Temporary doors

Every city has a metabolism, its own growth and decay, as I wrote earlier this week. But the human body is only a metaphor for it. A city metabolizes humans: adding or eliminating them from its mass. And like a body taking too much nutrition, which stores it in fat cells, a city has its own fat cells, new or refurbished buildings. It extends its circulatory system of roads to accommodate them. And all that building and rebuilding takes place behind these metal sheets, so easy to erect or dismantle.

Every wall must have a door. These temporary walls of convenience are not different. They have doors, as flimsy and temporary as the walls themselves. I am always attracted to these signs of a city changing, and like the man in the featured photo, curious about what goes on behind them. Most often it is either a hole in the earth or a lot of dust and noise. Pity the people who live next door.

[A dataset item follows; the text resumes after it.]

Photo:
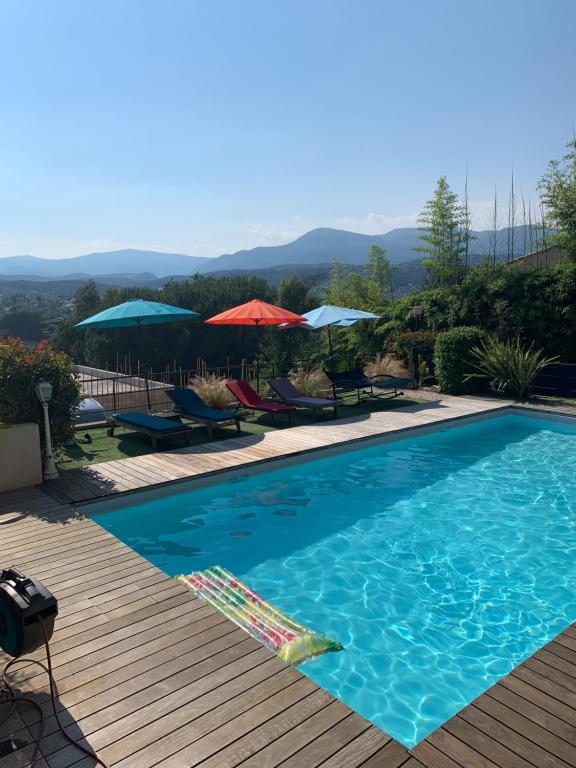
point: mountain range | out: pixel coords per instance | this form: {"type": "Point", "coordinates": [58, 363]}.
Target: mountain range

But sometimes there is nothing behind them. The wall is a sham, just a billboard dressed up in the fake finery of true industry. Imagine my surprise when I saw the first of them. Even in this completely artificial ecosystem there are easily disposed of species which survive by mimicking more robust ones: a clear case of Batesian mimicry. Sometimes though, the mimicry fails and you see the door open to show that there’s no space for activity behind it.

These boards which blocked off half of Mumbai’s most iconic road, the Marine Drive, were not like that. They were true to their function, showing that the road, once the setting for many Bollywood movie songs and scenes, was now going to become a shadow of what it once was. But that’s what a city is, you must be mad if you fall in love with its circulatory system.

This photo shows what flows in the veins of a city. Not a pretty sight at all. But a city has no face, and you must see in it what you might begin to love just because it is familiar. Some talk of the spirit of a city. But it takes someone more etherial than me to love a spirit. Give me the concrete any day, even if interspersed with metal.